Nearly 200 towns in the North and South will stop all municipal services, including garbage collection, but not schools, for one day.

Protests against proposed changes to the criteria for periphery residents to receive tax benefits, October 2015. (photo credit: Courtesy)
Protests against proposed changes to the criteria for periphery residents to receive tax benefits, October 2015.
(photo credit: Courtesy)
Thirty municipalities in the periphery are expected to strike Monday in protest of the government’s decision to wait until after the budget is passed next week to determine its tax break policy.
The cities and local authorities, which are responsible for nearly 200 towns in the North and South, will stop all municipal services, including garbage collection, but not schools, for one day.
The strike comes a week after Prime Minister Benjamin Netanyahu decided to delay the changes to criteria for periphery residents to receive tax breaks, which would have resulted in residents in some periphery areas with above-average salaries to have smaller reductions than in previous years. His decision came on the second day of a general strike by leading Western Galilee cities and the Histadrut Labor Union in the area, and as Likud mayors and activists pressured MKs to cancel the changes.
In recent weeks, Knesset Finance Committee chairman Moshe Gafni (UTJ), with the support of Netanyahu, Finance Minister Moshe Kahlon and other coalition party leaders, proposed changing the system of tax cuts for peripheral areas from one in which specific towns receive blanket benefit, to one in which benefits would be differ for residents based on income criteria.

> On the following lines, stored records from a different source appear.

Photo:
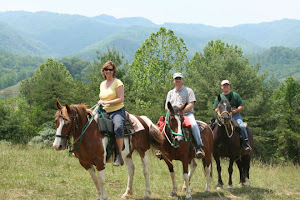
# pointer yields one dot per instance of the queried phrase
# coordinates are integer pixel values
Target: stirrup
(200, 153)
(158, 155)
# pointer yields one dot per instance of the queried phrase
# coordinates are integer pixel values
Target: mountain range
(49, 34)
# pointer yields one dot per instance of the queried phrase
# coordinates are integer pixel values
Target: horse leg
(186, 179)
(97, 182)
(193, 167)
(219, 168)
(230, 170)
(172, 175)
(207, 174)
(246, 166)
(130, 169)
(145, 161)
(242, 175)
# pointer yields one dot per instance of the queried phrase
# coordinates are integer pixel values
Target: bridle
(220, 115)
(74, 127)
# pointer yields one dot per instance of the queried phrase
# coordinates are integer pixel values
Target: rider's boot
(200, 152)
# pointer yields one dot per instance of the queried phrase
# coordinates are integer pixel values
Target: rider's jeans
(238, 118)
(195, 129)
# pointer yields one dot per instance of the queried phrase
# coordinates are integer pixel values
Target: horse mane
(81, 109)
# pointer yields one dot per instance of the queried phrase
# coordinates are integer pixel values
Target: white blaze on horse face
(179, 124)
(57, 140)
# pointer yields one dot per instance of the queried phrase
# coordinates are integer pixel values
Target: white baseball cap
(225, 82)
(177, 74)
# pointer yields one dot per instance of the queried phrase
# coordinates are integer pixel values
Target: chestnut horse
(90, 145)
(178, 145)
(227, 143)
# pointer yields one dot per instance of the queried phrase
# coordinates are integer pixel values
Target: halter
(230, 122)
(172, 132)
(74, 127)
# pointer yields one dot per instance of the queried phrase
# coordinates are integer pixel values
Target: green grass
(33, 173)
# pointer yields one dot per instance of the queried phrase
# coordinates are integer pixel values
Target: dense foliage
(272, 109)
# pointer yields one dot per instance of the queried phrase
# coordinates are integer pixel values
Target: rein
(82, 132)
(230, 123)
(172, 132)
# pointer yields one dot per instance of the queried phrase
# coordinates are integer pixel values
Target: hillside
(63, 34)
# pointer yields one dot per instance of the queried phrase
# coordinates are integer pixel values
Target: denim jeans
(238, 118)
(195, 130)
(118, 118)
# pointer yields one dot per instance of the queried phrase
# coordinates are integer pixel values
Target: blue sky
(210, 12)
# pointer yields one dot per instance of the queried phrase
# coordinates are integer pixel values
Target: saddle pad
(161, 123)
(137, 125)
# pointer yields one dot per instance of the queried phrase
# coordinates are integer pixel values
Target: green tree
(221, 61)
(151, 72)
(286, 109)
(50, 82)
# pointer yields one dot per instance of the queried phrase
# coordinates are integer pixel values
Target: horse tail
(155, 136)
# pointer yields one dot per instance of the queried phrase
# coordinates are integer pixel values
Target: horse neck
(81, 120)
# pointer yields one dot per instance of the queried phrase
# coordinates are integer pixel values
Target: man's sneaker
(247, 150)
(116, 163)
(158, 155)
(119, 161)
(200, 153)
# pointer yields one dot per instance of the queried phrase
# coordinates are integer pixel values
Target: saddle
(162, 122)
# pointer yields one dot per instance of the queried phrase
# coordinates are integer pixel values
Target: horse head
(66, 120)
(174, 122)
(224, 111)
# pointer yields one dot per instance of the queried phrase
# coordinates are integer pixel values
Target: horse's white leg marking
(247, 182)
(57, 140)
(130, 169)
(174, 188)
(104, 144)
(102, 184)
(145, 161)
(193, 167)
(188, 190)
(95, 178)
(179, 124)
(207, 172)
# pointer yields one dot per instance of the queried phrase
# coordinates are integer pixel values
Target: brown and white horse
(178, 145)
(90, 145)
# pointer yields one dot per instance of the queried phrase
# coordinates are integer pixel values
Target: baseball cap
(225, 82)
(177, 74)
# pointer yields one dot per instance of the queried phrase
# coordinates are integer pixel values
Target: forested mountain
(62, 34)
(279, 61)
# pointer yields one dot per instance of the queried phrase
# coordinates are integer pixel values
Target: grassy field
(35, 173)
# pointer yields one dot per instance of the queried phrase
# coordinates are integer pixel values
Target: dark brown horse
(227, 143)
(90, 145)
(178, 145)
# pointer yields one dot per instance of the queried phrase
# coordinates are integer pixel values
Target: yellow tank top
(110, 93)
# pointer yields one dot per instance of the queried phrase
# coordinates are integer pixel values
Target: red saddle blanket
(161, 122)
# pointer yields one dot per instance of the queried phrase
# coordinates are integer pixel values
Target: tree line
(272, 108)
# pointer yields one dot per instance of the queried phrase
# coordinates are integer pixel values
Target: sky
(219, 13)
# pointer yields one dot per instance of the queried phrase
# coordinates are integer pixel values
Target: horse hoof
(207, 191)
(173, 194)
(229, 187)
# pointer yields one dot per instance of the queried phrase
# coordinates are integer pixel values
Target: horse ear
(58, 105)
(68, 108)
(170, 106)
(230, 97)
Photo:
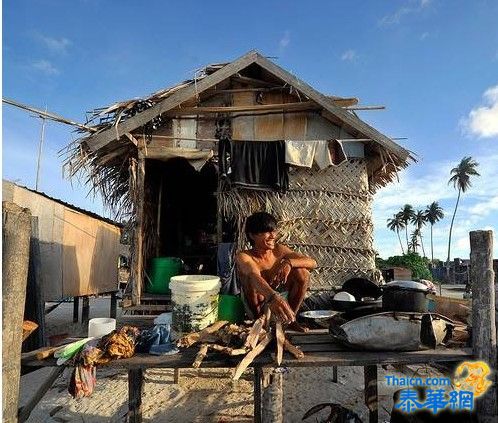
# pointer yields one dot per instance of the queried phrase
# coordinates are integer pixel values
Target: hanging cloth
(259, 165)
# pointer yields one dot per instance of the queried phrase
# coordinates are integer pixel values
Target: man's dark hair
(260, 222)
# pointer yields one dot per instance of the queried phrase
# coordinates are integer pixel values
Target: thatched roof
(108, 151)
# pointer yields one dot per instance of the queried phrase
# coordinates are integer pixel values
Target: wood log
(200, 356)
(280, 336)
(483, 314)
(251, 355)
(16, 225)
(295, 351)
(192, 338)
(253, 337)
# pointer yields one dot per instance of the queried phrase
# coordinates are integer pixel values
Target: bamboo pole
(16, 225)
(483, 315)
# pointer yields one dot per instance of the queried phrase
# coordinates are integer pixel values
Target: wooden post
(85, 310)
(16, 225)
(138, 260)
(371, 395)
(114, 305)
(483, 315)
(76, 309)
(258, 378)
(34, 307)
(135, 392)
(272, 411)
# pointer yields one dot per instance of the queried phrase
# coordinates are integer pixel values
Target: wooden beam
(336, 111)
(138, 262)
(300, 106)
(97, 141)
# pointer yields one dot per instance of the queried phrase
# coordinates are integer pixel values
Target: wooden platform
(320, 351)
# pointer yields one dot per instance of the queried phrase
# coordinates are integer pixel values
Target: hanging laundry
(259, 165)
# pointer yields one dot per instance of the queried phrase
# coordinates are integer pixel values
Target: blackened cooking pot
(405, 296)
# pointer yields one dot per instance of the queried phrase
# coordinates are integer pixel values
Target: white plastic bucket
(100, 326)
(194, 299)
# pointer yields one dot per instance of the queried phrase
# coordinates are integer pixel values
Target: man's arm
(296, 259)
(252, 274)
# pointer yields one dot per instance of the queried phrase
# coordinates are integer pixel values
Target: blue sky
(432, 63)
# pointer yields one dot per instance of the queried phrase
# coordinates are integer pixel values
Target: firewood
(192, 338)
(280, 336)
(200, 356)
(295, 351)
(251, 355)
(253, 337)
(228, 350)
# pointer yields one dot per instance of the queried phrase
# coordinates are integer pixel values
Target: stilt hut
(170, 162)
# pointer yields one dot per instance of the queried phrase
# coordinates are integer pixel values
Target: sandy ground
(204, 395)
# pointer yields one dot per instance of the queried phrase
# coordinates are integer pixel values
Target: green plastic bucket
(231, 308)
(161, 271)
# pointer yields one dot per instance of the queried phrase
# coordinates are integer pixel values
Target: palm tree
(406, 215)
(461, 180)
(413, 244)
(395, 224)
(419, 220)
(433, 214)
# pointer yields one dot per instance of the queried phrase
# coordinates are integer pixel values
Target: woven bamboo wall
(325, 214)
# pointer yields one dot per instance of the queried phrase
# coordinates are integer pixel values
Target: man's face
(264, 240)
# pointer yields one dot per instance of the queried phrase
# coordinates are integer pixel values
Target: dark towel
(259, 165)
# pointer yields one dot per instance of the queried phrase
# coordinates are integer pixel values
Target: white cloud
(45, 67)
(483, 120)
(395, 18)
(349, 56)
(55, 45)
(477, 209)
(284, 41)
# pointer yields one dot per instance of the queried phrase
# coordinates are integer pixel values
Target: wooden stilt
(334, 374)
(114, 306)
(371, 393)
(483, 315)
(258, 379)
(85, 311)
(76, 309)
(273, 399)
(135, 391)
(16, 225)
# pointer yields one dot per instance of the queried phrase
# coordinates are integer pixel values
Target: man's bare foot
(297, 327)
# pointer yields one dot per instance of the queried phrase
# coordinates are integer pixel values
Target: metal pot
(405, 296)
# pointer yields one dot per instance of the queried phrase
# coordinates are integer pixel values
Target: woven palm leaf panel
(325, 214)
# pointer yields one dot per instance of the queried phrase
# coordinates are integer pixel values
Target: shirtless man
(267, 268)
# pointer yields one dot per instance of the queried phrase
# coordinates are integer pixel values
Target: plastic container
(194, 299)
(161, 271)
(100, 326)
(231, 308)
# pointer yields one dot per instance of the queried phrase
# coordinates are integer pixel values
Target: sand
(204, 395)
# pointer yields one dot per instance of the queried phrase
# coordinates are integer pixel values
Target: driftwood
(251, 355)
(192, 338)
(200, 356)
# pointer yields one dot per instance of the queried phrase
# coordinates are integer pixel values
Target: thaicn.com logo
(470, 381)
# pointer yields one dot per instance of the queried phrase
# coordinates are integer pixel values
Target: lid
(408, 285)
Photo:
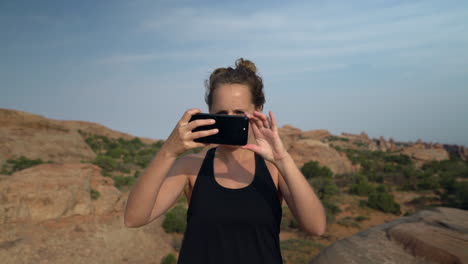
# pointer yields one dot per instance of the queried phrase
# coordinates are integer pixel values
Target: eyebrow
(236, 111)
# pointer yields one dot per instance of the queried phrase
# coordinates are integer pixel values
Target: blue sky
(397, 69)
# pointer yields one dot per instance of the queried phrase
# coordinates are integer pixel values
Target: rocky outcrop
(421, 153)
(307, 146)
(52, 191)
(457, 151)
(439, 235)
(37, 137)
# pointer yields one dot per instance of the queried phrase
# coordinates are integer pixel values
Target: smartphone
(232, 129)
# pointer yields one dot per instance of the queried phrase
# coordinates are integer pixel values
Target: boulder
(51, 191)
(439, 235)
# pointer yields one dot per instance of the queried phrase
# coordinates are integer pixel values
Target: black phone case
(233, 129)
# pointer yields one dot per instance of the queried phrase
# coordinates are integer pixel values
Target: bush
(169, 259)
(331, 210)
(455, 193)
(120, 181)
(176, 220)
(105, 162)
(362, 189)
(312, 169)
(94, 194)
(324, 187)
(299, 250)
(401, 159)
(361, 186)
(288, 220)
(384, 202)
(13, 165)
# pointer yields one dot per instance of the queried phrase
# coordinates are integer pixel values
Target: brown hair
(245, 73)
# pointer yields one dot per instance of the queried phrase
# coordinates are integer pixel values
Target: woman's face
(232, 99)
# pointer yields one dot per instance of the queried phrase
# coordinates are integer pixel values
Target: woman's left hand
(265, 129)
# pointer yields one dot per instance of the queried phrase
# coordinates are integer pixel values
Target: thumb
(252, 147)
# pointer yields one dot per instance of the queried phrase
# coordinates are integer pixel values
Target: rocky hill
(66, 204)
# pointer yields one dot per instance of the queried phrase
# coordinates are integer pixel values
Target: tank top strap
(262, 172)
(202, 182)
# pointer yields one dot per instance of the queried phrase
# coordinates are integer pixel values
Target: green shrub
(288, 220)
(176, 220)
(299, 250)
(401, 159)
(361, 218)
(331, 210)
(455, 193)
(169, 259)
(348, 221)
(105, 162)
(324, 187)
(384, 202)
(312, 169)
(120, 181)
(94, 194)
(362, 189)
(361, 186)
(13, 165)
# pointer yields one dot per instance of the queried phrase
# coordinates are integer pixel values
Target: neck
(229, 154)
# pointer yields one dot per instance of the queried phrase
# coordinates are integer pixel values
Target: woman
(234, 192)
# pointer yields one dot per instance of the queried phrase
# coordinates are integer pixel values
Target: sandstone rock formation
(37, 137)
(52, 191)
(422, 153)
(430, 236)
(307, 146)
(47, 215)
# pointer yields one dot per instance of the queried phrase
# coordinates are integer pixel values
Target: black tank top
(238, 226)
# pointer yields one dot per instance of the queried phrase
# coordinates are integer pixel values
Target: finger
(252, 147)
(274, 125)
(257, 121)
(263, 118)
(200, 122)
(255, 129)
(203, 133)
(188, 114)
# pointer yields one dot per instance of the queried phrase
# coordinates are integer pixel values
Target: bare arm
(297, 192)
(164, 179)
(301, 199)
(142, 197)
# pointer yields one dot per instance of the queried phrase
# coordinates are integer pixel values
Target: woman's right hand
(181, 138)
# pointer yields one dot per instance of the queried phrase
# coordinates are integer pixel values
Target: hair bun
(247, 64)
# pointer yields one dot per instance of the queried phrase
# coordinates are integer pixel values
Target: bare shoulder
(273, 172)
(190, 163)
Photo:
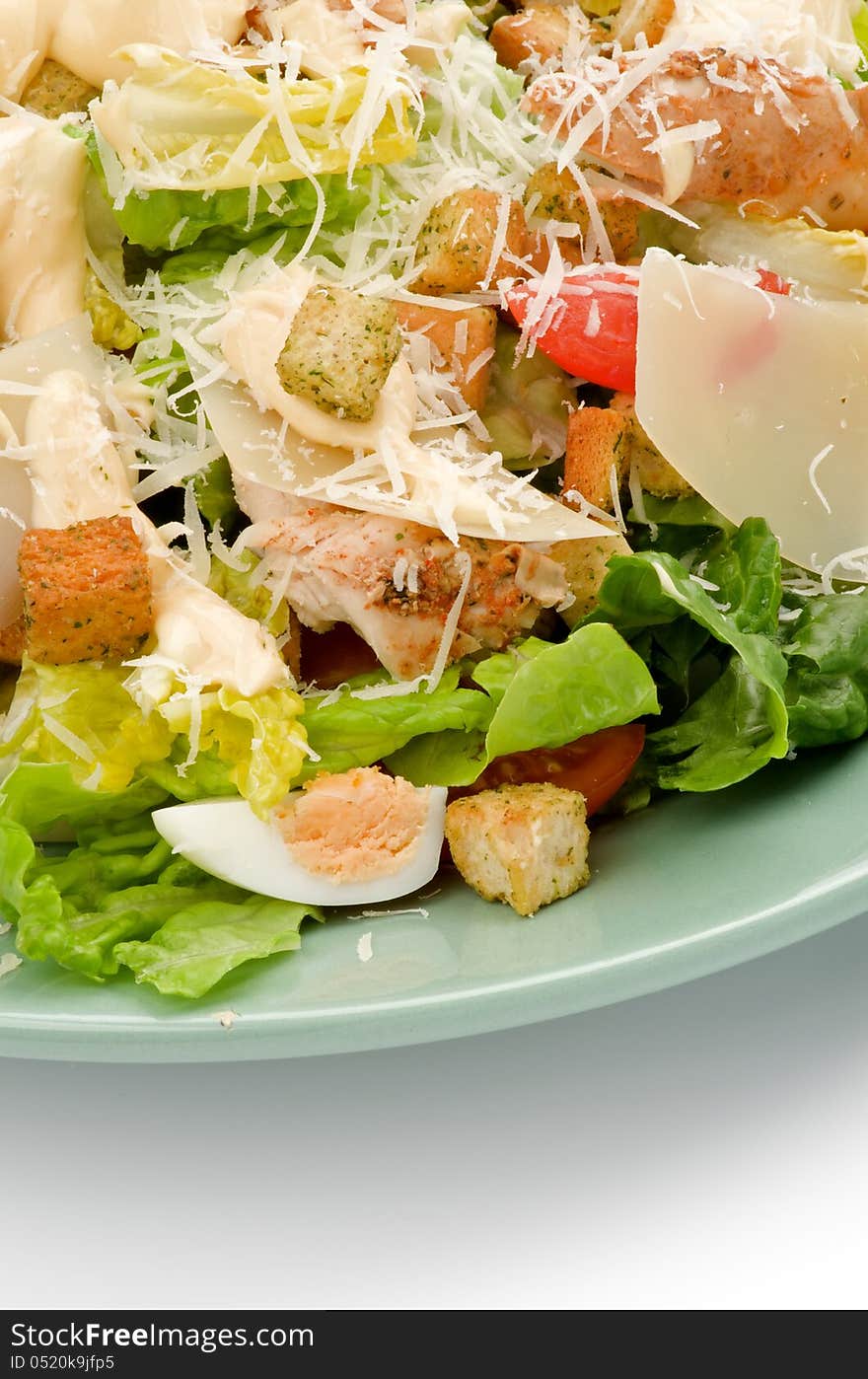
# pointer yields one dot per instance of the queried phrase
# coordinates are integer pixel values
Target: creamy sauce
(85, 35)
(330, 40)
(41, 231)
(287, 443)
(78, 474)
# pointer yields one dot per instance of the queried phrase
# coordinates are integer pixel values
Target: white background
(698, 1149)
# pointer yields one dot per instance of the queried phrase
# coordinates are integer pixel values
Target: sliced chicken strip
(784, 141)
(397, 582)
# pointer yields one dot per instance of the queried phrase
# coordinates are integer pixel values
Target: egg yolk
(353, 827)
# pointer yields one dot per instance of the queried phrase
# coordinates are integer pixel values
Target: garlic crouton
(539, 34)
(339, 350)
(605, 446)
(459, 240)
(598, 456)
(584, 564)
(647, 17)
(55, 90)
(11, 643)
(654, 473)
(87, 592)
(556, 196)
(460, 339)
(523, 844)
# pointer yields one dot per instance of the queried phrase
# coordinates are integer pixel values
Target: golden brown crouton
(460, 339)
(291, 645)
(584, 565)
(540, 34)
(647, 17)
(55, 90)
(339, 350)
(656, 474)
(11, 643)
(87, 592)
(459, 239)
(601, 437)
(523, 844)
(555, 196)
(598, 442)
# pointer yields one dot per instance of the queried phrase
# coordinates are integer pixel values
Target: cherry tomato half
(591, 326)
(597, 765)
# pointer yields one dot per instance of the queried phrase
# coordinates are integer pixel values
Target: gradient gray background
(701, 1147)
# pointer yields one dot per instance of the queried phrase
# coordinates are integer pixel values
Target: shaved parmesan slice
(473, 496)
(287, 443)
(744, 392)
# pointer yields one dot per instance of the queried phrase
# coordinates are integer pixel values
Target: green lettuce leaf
(355, 733)
(736, 724)
(727, 734)
(120, 900)
(540, 695)
(40, 796)
(215, 494)
(204, 941)
(827, 690)
(590, 682)
(85, 716)
(183, 125)
(832, 263)
(259, 740)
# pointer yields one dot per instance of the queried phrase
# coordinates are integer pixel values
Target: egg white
(225, 838)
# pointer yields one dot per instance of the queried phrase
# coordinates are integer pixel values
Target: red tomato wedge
(590, 326)
(595, 765)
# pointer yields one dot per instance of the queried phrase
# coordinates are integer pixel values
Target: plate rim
(417, 1019)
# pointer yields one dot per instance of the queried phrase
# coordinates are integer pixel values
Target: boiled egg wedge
(353, 838)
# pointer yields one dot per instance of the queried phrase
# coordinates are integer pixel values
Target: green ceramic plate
(688, 887)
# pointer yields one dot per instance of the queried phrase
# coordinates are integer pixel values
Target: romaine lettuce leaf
(540, 695)
(259, 740)
(86, 717)
(355, 733)
(206, 939)
(827, 690)
(185, 125)
(736, 717)
(41, 794)
(82, 714)
(120, 900)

Gafni drew up the outline following a High Court decision that all benefits would be canceled if the criteria were not changed by November 30.
The new eligibility criteria would have more than doubled the number of periphery towns and cities to receive tax breaks to 407 from 192, and the budget for the expanded list would have increased to NIS 1.2 billion from NIS 850 million.
Unlike the Western Galilee municipalities that went on strike last week, the 30 cities and local authorities support Gafni’s outline, writing in their announcement of Monday’s protest that it “finally creates justice and equality for about 200 towns in the North and South, [and] we, therefore, demand that it be promoted immediately.”
MK Tali Ploskov (Kulanu), a former mayor of Arad who has advocated for months to change the criteria, plans to meet the mayors and local authority leaders in the Knesset on Monday.
“Gafni’s outline brought great news for hundreds of thousands of residents of the periphery,” she said Sunday.
“I plan to demand that the prime minister bring up the outline for authorization before the High Court’s target date to cancel everyone’s benefits.”